Week ending 13th Nov 2025

# 1 Markets

Nifty 50 ended the week modestly higher, reclaiming and holding above the 26,000 mark after an early-week dip below this level. Sensex also finished the week with small gains, recovering from Monday’s sharp intraday slide of nearly 800 points as buyers returned on dips. The tone remained cautious but constructive, as the market digested the RBI’s recent 25 bps rate cut followed by Fed rate cut.

The 10-year G-sec yield rose roughly 10 bps over the week to around 6.6–6.62%, hitting its highest level in over three months despite the recent 25 bps RBI rate cut. The move was driven by FPI selling in FAR-eligible securities, cautious positioning ahead of fresh supply, rupee weakness and fading expectations of further near-term easing, partly offset by supportive RBI OMO announcements.

US equities ended the week little changed at the index level, with the Dow and S&P 500 briefly notching fresh record highs before a sharp tech-led selloff on Friday erased most gains. The Nasdaq underperformed on renewed concerns about AI and cloud earnings.
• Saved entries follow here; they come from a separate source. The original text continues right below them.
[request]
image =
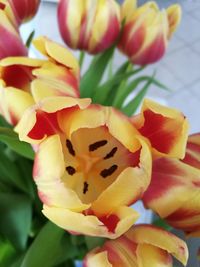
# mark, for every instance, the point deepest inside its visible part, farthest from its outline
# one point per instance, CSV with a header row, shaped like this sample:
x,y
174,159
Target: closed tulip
x,y
147,31
26,81
24,10
141,246
10,41
91,25
174,192
92,163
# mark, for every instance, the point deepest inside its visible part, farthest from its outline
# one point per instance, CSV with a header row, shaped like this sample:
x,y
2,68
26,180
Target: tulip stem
x,y
81,58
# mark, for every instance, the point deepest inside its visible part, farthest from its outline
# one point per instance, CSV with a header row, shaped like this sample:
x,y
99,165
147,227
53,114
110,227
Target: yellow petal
x,y
174,18
147,234
128,186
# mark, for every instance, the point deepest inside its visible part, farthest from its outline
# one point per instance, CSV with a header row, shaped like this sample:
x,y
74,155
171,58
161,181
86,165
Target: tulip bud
x,y
10,41
24,10
147,31
141,246
91,25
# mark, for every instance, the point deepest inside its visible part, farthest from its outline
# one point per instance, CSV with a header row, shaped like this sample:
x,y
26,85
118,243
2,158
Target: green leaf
x,y
103,91
95,72
10,138
51,246
15,220
132,106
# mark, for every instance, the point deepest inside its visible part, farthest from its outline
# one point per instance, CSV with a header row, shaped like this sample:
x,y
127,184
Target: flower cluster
x,y
92,162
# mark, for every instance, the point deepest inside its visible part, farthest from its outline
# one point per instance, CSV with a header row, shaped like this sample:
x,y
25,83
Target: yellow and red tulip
x,y
141,246
24,10
147,31
26,81
165,128
174,192
91,165
10,42
91,25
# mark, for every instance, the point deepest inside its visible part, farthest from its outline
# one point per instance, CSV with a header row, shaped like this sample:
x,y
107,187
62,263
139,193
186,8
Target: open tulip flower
x,y
10,42
147,30
26,81
91,165
24,10
141,246
91,25
174,192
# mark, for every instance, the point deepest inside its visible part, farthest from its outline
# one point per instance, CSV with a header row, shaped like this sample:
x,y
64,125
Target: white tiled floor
x,y
179,69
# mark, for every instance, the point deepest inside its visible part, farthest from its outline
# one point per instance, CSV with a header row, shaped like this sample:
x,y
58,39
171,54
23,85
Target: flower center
x,y
94,159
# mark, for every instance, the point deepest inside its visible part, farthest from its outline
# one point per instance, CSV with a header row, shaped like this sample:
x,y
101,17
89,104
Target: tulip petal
x,y
57,52
128,186
89,224
192,156
152,256
13,103
37,123
174,18
157,237
48,173
165,128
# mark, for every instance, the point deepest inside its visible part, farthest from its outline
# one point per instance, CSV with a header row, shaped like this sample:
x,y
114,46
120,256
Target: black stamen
x,y
111,153
70,147
85,187
107,172
98,144
70,170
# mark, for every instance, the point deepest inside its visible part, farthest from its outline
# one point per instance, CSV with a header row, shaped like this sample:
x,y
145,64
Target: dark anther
x,y
85,187
107,172
98,144
111,153
70,147
70,170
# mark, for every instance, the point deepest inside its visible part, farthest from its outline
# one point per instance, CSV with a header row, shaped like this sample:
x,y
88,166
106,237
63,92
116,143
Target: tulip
x,y
10,41
141,246
165,128
26,81
174,192
91,25
91,164
24,10
147,30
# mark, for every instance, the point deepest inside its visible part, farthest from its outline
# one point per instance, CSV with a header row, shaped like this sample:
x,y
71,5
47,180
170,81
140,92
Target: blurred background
x,y
179,70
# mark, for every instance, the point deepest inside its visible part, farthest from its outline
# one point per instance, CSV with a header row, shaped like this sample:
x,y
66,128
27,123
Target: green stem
x,y
81,58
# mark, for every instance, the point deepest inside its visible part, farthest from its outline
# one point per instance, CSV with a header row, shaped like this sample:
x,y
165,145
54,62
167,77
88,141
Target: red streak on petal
x,y
46,125
152,53
17,76
110,222
161,137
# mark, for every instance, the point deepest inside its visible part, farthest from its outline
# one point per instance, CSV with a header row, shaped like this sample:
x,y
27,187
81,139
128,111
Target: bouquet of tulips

The Fed cut rates by 25 bps to 3.5–3.75%—the lowest since 2022—kept its 2026 path cautious with just one cut pencilled in. The US 10-year Treasury yield edged up only a few basis points over the week, oscillating around 4.15–4.20% as the curve steepened modestly with the 30-year moving towards 4.8–4.85%.

# 2 RBI/Banking

2.1 As per RBI data published last week,

  • Bank lending to micro & small enterprises [MSE] rose sharply to Rs 9.54 lakh crore, up 20.45% since March 2025 and 27% y-o-y.
  • MSEs now account for ~23% of total bank lending to industry, up from 20% in March 2025.
  • Banks refocused on MSEs to protect margins and profitability amid falling interest rates and weaker corporate loan demand.
  • Credit to large corporates touched a 7-month high of Rs 28.41 lakh crore in October, up 5.6% y-o-y and 2% m-o-m.
  • Overall bank credit to industry rose 11% y-o-y, from Rs 37.74 lakh crore to Rs 41.93 lakh crore.
  • Large corporates continue to rely more on bonds and IPO proceeds than bank loans, limiting a broad-based revival.
  • Large corporates’ share of industry lending fell to 67.7% in October from 71% in March, while medium industries edged up to ~9.5%.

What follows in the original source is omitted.